Following the tragic disappearance of little April Jones, scores of parents in England are enrolling their children, some as young as five, in self-defence classes. But are fears of abduction really founded, or will it just make parents and their kids more paranoid about attackers?
According to an article in the UK Sun, a class in Derby teaches youngsters "what to do in dangerous situations."
At the first session, parents were reportedly given “abduction packs” in which they were encouraged to record their kids' vitals, from blood type, along with a hair sample and a recent photo.
During the two-hour session, the children were talked through possible scenarios and then shown how to strike a potential abductor.
“It is so important that kids realize that, even in a seemingly safe area like their own street, they need to be aware of possible dangers," said Jo Ditheridge, mother of 10-year-old son, Chad.

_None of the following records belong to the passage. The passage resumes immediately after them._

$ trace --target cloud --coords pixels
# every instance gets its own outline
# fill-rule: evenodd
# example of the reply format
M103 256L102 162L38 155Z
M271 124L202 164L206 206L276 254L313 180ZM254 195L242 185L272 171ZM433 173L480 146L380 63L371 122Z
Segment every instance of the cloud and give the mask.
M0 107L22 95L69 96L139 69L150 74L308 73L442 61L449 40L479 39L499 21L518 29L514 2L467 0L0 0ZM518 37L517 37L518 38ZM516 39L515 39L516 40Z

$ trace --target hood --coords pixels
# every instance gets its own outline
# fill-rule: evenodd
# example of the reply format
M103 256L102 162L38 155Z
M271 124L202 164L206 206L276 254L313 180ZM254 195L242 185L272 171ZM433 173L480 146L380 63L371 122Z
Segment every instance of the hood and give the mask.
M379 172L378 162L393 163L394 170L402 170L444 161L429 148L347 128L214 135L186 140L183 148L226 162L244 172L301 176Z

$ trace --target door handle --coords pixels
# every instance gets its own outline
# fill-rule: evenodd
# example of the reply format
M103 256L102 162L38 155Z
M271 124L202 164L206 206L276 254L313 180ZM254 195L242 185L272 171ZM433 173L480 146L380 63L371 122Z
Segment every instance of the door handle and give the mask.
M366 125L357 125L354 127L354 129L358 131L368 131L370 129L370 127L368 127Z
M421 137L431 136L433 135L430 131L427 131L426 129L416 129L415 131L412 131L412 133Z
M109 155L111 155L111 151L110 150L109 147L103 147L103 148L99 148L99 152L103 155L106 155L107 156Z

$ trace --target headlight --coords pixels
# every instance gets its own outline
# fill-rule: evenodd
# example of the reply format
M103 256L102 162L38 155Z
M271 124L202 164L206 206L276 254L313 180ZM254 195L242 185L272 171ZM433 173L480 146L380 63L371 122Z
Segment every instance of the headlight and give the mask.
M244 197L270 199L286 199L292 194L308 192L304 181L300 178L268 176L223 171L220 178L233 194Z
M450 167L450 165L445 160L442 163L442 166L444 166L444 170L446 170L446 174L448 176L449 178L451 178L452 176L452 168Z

“The first three hours are crucial in finding an abducted child and, if the police have the information in the packs, then that time can be spent searching rather than finding the information," said Ryan Lawson, owner of the school. “I have two children myself and kids have to know that it is OK to use some of the things we teach them in a particular situation."
No doubt martial arts classes can be fun and confidence-building for kids. But is it right or necessary to put the fear of assailants into the minds of our littlest ones? Will they practice these kickboxing moves against each other in the playground?
Is it not enough to teach the golden rule of not talking to strangers? Is this helicopter parenting taken to another level? Would you sign your kindergartner up to such a class?